Required minimum distributions (RMD)

Account owners must begin making distributions from their accounts by April 1 of the calendar year after turning age 70 or April 1 of the calendar year after retiring, whichever is later. The amount of distributions is based on life expectancy according to the relevant factors from the appropriate IRS tables.[15] There is an exception to minimum distribution for people still working once they reach that age. The exception only applies to the current plan they are participating in and does not apply if the account owner is a 5% owner of the business sponsoring the retirement plan.[16] Required minimum distributions apply to both pretax and after-tax Roth contributions. Only a Roth IRA is not subject to minimum distribution rules. Other than the exception for continuing to work after age 70 differs from the rules for IRA minimum distributions. The same penalty applies to the failure to make the minimum distribution. The penalty is 50% of the amount that should have been distributed, one of the most severe penalties the IRS applies. In response to the economic crisis, Congress suspended the RMD requirement for 2009.

Required distributions for some former employees

A 401(k) plan may have a provision in its plan documents to close the account of a former employee who have low account balances.

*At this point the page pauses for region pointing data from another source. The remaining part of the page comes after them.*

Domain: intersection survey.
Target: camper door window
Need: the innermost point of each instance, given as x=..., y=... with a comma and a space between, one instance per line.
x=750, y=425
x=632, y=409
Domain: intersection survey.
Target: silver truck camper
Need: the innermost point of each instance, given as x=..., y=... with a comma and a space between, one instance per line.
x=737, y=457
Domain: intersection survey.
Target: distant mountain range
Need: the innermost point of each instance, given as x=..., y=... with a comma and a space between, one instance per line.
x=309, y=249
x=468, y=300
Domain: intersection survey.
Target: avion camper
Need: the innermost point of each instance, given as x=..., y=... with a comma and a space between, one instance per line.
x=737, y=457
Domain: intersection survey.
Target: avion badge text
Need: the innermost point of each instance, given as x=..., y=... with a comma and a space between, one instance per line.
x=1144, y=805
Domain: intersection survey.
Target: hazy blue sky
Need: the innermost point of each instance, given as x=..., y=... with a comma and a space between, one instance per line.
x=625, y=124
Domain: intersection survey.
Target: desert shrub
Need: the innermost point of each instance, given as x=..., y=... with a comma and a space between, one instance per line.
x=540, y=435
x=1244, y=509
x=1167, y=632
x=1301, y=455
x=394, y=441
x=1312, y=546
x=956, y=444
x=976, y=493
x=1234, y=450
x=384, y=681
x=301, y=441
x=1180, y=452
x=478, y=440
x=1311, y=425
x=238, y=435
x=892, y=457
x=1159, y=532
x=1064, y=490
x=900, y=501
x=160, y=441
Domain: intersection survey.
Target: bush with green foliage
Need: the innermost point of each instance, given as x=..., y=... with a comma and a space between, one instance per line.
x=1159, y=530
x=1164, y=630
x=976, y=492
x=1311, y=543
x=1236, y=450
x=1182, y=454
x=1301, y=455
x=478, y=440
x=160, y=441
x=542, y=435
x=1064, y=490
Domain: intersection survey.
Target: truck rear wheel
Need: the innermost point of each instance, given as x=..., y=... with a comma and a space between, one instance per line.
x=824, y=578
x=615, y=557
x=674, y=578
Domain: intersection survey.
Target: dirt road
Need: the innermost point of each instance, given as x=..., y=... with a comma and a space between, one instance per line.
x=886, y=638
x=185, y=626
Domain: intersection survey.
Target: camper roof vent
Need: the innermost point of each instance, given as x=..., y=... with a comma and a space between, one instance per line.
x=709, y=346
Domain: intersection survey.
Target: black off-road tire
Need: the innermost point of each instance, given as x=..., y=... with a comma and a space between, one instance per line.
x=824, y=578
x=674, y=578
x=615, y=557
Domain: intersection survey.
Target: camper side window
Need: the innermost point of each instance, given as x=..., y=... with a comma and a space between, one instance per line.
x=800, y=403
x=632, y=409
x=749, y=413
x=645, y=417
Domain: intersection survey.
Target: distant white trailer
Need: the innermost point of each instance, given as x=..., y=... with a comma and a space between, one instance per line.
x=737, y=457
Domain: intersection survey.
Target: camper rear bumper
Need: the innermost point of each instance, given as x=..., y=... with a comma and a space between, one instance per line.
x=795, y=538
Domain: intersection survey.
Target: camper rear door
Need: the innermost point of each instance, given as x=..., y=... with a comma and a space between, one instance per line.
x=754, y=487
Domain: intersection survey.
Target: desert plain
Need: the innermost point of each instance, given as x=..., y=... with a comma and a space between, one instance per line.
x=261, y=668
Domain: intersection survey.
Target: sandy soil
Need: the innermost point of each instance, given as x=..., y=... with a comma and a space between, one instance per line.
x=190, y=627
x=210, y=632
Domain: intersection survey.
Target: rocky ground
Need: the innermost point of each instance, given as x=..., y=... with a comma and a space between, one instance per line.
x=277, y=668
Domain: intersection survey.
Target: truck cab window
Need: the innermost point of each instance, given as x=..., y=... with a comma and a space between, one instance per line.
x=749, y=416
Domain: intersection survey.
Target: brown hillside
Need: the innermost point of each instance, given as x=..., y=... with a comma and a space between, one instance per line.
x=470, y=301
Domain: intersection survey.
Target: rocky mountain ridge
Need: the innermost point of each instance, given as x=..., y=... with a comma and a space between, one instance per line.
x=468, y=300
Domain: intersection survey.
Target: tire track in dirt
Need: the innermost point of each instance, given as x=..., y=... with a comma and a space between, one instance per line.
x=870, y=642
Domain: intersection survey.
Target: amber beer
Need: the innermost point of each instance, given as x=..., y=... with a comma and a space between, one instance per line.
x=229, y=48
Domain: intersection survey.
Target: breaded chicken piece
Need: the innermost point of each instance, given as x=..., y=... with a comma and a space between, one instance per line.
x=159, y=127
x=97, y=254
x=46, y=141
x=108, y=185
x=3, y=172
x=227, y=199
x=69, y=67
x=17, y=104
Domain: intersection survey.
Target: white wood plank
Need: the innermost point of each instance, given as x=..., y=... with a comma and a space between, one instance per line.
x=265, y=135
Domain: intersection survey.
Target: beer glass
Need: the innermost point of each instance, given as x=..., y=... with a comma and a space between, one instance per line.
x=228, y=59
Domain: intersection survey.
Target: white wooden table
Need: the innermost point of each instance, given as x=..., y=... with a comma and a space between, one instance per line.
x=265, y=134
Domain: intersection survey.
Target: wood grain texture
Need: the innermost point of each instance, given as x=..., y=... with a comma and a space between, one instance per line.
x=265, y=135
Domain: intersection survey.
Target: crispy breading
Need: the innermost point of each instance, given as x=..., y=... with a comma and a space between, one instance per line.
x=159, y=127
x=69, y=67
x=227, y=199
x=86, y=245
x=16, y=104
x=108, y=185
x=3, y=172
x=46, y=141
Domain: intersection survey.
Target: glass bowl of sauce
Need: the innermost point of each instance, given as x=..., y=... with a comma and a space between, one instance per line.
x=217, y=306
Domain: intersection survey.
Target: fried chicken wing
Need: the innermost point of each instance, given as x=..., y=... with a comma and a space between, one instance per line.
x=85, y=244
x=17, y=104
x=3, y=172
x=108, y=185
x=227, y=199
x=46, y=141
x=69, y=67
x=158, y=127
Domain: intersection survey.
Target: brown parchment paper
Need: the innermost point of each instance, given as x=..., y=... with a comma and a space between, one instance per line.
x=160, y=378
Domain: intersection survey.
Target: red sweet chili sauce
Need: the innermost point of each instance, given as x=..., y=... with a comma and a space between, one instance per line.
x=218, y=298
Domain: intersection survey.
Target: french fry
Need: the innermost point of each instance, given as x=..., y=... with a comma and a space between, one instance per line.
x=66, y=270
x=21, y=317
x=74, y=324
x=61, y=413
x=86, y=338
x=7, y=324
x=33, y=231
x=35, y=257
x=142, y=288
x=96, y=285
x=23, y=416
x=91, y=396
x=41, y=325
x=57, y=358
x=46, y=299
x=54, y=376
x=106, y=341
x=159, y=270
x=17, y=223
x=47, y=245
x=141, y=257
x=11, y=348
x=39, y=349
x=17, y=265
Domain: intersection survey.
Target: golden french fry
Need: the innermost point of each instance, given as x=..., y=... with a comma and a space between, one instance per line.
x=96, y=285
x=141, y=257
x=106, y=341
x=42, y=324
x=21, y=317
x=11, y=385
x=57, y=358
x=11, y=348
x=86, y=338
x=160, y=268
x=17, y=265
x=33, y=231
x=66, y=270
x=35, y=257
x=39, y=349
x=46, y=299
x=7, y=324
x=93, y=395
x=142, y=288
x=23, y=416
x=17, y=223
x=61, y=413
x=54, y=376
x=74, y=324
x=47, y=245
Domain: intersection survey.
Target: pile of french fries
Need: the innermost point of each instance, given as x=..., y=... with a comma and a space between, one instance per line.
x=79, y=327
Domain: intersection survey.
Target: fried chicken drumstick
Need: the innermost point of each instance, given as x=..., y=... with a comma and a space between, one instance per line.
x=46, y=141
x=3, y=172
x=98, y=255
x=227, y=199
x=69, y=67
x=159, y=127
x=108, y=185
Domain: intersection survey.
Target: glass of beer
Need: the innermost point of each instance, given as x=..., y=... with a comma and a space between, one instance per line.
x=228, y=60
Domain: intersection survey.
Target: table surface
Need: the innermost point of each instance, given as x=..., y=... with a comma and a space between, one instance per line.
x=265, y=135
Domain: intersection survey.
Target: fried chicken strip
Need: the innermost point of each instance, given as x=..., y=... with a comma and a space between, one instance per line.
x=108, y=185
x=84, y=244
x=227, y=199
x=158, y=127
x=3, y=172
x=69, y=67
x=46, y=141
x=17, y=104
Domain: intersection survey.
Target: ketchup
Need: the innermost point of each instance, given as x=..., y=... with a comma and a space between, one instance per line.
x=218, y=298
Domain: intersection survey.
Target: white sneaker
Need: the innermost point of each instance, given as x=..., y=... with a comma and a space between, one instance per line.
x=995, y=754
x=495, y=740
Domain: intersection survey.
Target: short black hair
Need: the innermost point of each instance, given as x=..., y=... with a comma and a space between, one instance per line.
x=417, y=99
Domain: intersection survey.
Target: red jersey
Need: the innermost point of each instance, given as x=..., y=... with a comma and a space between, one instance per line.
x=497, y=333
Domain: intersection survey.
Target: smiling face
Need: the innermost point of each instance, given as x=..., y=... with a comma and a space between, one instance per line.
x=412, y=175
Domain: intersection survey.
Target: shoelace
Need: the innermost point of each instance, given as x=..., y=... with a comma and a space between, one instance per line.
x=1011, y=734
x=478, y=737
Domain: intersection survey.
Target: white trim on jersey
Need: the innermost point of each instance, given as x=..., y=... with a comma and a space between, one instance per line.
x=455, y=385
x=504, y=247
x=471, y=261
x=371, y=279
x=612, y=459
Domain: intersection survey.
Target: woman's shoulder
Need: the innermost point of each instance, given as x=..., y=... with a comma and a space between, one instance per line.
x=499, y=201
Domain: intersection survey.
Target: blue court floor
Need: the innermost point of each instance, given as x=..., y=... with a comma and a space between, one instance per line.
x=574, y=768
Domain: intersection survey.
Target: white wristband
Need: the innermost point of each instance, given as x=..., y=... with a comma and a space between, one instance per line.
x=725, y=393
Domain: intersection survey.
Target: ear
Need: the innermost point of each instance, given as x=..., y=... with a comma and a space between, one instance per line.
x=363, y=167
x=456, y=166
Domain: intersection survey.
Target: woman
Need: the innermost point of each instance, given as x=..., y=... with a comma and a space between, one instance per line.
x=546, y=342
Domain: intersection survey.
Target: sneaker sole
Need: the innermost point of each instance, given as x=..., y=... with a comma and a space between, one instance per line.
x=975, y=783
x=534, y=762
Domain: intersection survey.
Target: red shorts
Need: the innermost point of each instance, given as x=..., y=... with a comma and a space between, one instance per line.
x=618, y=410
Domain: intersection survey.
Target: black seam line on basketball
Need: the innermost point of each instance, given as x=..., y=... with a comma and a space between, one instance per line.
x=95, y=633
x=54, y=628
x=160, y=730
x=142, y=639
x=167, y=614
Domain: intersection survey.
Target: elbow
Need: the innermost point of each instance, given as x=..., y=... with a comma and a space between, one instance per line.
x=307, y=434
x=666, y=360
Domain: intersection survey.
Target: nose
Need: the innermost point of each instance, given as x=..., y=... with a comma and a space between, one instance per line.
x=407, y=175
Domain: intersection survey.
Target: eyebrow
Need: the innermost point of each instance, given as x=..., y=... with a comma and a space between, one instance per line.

Almost 90% of 401(k) plans have such a provision.[17] As of March 2005, a 401(k) plan may require the closing of a former employee’s account if and only if the former employee’s account has less than $1,000 of vested assets.

When a former employee’s account is closed, the former employee can either rollover the funds to an Individual Retirement Account, rollover the funds to another 401(k) plan, or receive a cash distribution, less required income taxes and possibly a penalty for a cash withdrawal before the age of 59.